We find next that water accumulated in the large cavities of the chest or abdomen, or underneath the skin in the cellular membrane, of every part of the body, is occasionally removed from these situations, by remedies which have the power of increasing the action of the absorbent vessels. We hence conclude, that these vessels arise from every internal part, and are, in short, widely diffused over the whole body, though their beginnings are too minute to be detected by any mode of examination with which we are acquainted.
The absorbent vessels, from whatever part they arise, terminate in the blood-vessels, principally by one vessel or trunk, which is called the thoracic duct. This commences in the cavity of the abdomen, passes through the chest on the right side of the spine, and, at length, enters a large vein situated on the left side of the neck. Through this vessel, besides the fluids taken up in various parts of the body, the whole of the nourishment from digested aliment passes into the blood; it may therefore be said to be the most important vessel in the body,[196] and it is situated in one of the safest positions in the body, so that an injury done to it is a very rare occurrence.

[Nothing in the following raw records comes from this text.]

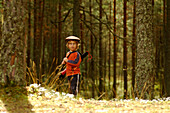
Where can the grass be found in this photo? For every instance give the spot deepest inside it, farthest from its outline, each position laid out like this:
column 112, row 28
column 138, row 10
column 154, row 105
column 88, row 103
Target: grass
column 24, row 100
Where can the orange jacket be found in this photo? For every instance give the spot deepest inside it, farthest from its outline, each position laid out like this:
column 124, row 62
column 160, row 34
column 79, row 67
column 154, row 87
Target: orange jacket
column 73, row 63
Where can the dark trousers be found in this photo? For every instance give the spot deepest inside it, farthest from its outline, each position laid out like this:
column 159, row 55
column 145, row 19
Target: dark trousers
column 73, row 84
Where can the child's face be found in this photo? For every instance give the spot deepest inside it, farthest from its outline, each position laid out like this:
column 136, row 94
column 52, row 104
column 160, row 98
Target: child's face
column 72, row 45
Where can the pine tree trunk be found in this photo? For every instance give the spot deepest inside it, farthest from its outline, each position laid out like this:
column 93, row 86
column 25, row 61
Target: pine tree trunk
column 76, row 18
column 100, row 52
column 167, row 53
column 92, row 52
column 145, row 50
column 134, row 47
column 12, row 48
column 125, row 50
column 115, row 50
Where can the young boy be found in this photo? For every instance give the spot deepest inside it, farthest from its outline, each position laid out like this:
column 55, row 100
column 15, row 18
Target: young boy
column 72, row 61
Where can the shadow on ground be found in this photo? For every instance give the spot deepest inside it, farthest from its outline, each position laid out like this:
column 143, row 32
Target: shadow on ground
column 15, row 100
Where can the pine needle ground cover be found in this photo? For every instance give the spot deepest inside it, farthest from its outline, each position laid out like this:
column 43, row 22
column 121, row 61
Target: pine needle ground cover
column 36, row 99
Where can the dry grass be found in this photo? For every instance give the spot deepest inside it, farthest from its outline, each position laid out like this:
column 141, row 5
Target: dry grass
column 24, row 100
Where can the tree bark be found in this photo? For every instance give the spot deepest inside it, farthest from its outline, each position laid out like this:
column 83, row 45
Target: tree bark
column 12, row 48
column 115, row 50
column 125, row 50
column 167, row 53
column 145, row 50
column 100, row 52
column 76, row 18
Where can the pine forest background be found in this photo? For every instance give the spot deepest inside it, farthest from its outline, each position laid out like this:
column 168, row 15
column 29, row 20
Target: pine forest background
column 108, row 29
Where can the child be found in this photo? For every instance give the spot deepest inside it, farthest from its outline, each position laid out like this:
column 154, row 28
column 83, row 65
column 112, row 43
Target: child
column 72, row 61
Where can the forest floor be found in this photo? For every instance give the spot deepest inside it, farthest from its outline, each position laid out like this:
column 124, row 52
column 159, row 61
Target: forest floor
column 19, row 100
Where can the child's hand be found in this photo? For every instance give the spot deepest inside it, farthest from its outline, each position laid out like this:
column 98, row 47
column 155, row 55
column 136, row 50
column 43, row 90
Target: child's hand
column 64, row 60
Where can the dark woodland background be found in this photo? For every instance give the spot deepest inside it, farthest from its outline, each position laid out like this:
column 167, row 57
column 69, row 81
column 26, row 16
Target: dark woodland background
column 128, row 39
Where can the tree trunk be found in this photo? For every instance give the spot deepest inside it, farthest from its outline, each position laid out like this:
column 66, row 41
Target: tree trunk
column 13, row 44
column 59, row 32
column 115, row 50
column 134, row 47
column 125, row 50
column 167, row 53
column 145, row 50
column 100, row 52
column 92, row 52
column 76, row 18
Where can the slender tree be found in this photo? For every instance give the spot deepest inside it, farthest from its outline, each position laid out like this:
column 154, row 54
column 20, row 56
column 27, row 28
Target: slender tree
column 100, row 51
column 145, row 50
column 167, row 52
column 13, row 44
column 134, row 46
column 125, row 49
column 115, row 49
column 76, row 18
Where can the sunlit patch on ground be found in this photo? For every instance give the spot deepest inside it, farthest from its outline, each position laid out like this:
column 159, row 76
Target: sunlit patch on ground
column 45, row 100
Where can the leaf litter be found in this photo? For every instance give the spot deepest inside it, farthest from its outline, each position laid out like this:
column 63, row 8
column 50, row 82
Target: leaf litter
column 37, row 99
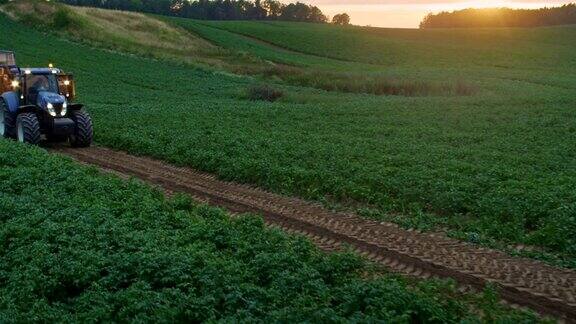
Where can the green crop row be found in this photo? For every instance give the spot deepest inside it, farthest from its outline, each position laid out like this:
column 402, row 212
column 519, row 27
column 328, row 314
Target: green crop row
column 80, row 246
column 494, row 168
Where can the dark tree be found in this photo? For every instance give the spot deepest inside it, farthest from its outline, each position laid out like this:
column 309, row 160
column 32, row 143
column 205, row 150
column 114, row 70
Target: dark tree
column 214, row 9
column 502, row 17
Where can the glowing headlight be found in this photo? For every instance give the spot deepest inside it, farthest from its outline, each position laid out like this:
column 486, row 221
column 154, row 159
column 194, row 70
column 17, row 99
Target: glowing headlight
column 51, row 110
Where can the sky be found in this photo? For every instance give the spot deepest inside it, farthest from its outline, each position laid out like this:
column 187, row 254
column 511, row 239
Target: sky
column 409, row 13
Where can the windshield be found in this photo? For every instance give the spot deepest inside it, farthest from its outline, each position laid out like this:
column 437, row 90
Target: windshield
column 7, row 58
column 42, row 82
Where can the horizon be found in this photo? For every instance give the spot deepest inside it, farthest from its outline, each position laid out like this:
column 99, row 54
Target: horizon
column 409, row 14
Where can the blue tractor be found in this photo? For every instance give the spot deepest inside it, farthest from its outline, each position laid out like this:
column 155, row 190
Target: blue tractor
column 39, row 102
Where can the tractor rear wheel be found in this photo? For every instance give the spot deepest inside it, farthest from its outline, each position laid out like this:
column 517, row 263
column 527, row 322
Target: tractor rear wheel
column 7, row 121
column 83, row 132
column 28, row 128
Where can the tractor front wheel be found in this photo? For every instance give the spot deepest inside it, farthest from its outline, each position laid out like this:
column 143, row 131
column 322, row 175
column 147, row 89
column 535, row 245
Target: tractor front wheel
column 83, row 133
column 7, row 121
column 28, row 128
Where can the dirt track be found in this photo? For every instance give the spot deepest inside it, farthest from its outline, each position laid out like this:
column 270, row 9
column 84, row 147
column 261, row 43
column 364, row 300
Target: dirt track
column 525, row 282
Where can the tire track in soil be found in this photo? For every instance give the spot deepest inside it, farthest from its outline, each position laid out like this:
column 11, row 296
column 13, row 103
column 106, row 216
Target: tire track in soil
column 543, row 288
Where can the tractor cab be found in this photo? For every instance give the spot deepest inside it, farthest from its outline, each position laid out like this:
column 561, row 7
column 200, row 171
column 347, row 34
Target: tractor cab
column 37, row 102
column 47, row 88
column 7, row 58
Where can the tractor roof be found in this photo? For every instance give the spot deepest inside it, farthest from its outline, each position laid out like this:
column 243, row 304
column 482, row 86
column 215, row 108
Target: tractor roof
column 37, row 71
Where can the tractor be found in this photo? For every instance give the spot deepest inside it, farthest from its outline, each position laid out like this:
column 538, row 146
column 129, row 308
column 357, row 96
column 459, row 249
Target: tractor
column 39, row 102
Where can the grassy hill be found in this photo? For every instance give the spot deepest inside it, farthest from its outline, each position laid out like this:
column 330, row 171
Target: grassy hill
column 493, row 167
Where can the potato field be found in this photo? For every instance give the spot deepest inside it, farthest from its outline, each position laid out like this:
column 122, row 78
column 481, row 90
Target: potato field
column 493, row 168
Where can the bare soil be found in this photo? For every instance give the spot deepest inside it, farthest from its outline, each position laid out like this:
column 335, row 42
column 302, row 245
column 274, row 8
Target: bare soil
column 543, row 288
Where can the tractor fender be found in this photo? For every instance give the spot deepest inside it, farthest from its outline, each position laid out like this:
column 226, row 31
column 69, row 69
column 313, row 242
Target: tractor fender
column 12, row 100
column 75, row 106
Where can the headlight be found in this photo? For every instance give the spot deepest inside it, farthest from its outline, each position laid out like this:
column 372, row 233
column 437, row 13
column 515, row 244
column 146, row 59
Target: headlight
column 51, row 110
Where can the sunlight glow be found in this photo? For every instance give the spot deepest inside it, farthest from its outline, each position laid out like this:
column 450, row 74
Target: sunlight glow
column 409, row 13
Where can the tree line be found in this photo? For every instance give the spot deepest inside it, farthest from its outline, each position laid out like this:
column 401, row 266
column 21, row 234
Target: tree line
column 502, row 17
column 218, row 9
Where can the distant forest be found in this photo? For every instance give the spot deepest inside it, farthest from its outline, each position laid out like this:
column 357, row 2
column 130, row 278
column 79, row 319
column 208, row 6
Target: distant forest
column 502, row 17
column 214, row 9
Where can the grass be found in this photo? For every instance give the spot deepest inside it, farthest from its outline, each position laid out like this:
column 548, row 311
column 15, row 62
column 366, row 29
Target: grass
column 81, row 246
column 494, row 168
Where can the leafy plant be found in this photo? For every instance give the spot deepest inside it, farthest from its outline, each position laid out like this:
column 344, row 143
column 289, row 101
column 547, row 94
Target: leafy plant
column 81, row 246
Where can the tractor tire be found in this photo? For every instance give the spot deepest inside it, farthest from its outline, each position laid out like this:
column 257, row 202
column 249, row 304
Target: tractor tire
column 83, row 131
column 7, row 121
column 28, row 128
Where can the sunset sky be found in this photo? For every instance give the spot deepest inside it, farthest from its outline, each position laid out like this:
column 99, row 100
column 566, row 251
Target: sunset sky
column 409, row 13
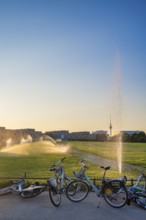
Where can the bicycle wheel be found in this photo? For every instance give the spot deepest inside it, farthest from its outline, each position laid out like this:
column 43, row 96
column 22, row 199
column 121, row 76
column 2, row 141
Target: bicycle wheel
column 54, row 196
column 77, row 190
column 116, row 198
column 31, row 193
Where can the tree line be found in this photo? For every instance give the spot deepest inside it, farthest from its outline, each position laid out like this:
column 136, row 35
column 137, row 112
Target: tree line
column 139, row 137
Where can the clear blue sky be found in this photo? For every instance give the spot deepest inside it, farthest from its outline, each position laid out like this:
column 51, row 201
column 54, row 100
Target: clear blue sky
column 73, row 64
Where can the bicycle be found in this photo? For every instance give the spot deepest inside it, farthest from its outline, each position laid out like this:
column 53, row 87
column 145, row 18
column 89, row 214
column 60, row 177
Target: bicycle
column 15, row 187
column 113, row 191
column 58, row 184
column 137, row 193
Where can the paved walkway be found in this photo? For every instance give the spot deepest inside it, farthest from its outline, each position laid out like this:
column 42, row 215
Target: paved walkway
column 12, row 207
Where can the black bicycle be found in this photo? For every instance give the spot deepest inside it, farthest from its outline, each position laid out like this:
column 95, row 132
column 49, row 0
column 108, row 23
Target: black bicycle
column 113, row 191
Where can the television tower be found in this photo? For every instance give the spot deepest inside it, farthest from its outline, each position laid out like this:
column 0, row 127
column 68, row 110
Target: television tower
column 110, row 127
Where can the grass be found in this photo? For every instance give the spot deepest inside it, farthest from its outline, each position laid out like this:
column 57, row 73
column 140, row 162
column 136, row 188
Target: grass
column 35, row 158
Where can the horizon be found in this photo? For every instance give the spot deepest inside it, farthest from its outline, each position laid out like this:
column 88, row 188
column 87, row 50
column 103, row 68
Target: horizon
column 73, row 64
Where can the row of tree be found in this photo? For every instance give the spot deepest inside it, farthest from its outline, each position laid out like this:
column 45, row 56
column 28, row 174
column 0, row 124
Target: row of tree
column 135, row 137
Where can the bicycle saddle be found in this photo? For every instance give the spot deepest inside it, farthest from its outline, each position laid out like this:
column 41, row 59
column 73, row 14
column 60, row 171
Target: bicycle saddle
column 106, row 168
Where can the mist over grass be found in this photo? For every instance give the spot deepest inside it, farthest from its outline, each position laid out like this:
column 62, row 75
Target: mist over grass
column 35, row 158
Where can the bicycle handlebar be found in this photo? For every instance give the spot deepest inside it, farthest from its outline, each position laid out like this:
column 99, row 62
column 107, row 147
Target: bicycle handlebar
column 84, row 165
column 58, row 162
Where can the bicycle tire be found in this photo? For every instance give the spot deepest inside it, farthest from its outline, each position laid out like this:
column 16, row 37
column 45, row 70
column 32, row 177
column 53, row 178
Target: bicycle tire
column 55, row 196
column 77, row 190
column 116, row 199
column 31, row 193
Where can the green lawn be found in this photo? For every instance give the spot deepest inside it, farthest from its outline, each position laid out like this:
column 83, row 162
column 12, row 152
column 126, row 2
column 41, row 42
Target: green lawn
column 35, row 158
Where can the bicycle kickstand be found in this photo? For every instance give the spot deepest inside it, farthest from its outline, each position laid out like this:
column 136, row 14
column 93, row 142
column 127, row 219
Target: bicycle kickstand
column 99, row 201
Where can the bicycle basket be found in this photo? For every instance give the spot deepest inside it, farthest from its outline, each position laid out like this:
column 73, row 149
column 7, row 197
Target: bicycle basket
column 58, row 171
column 53, row 182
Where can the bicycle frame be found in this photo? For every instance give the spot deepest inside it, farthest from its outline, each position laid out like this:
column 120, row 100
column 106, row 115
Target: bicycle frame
column 91, row 184
column 140, row 188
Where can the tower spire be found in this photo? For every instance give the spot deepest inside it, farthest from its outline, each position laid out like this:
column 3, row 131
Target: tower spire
column 110, row 127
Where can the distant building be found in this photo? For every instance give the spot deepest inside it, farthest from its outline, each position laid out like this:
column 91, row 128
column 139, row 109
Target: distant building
column 130, row 132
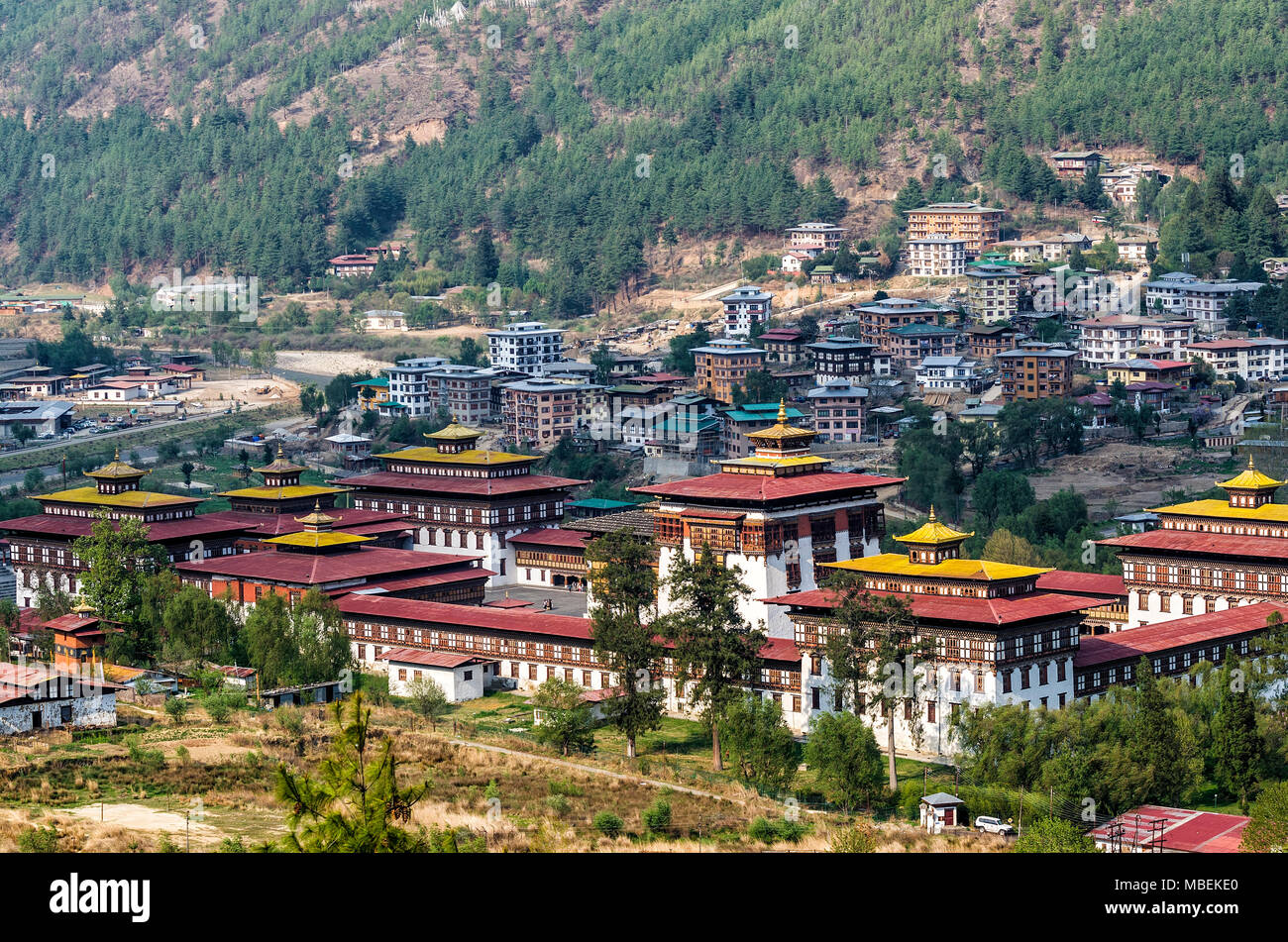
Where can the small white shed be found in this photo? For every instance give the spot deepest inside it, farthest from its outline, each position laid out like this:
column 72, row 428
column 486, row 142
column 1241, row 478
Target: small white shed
column 462, row 676
column 940, row 809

Thus the absorbent system is formed of two sets of vessels, having the same structure, the same absorbing office, and the same termination, but differing in the fluids they convey, and the parts of the body they occupy. The one widely diffused over the whole body, and from their office of usually absorbing limpid fluids, called lymphatics; the other arising only from the intestines, and denominated lacteals, from the milky whiteness of the chyle they absorb.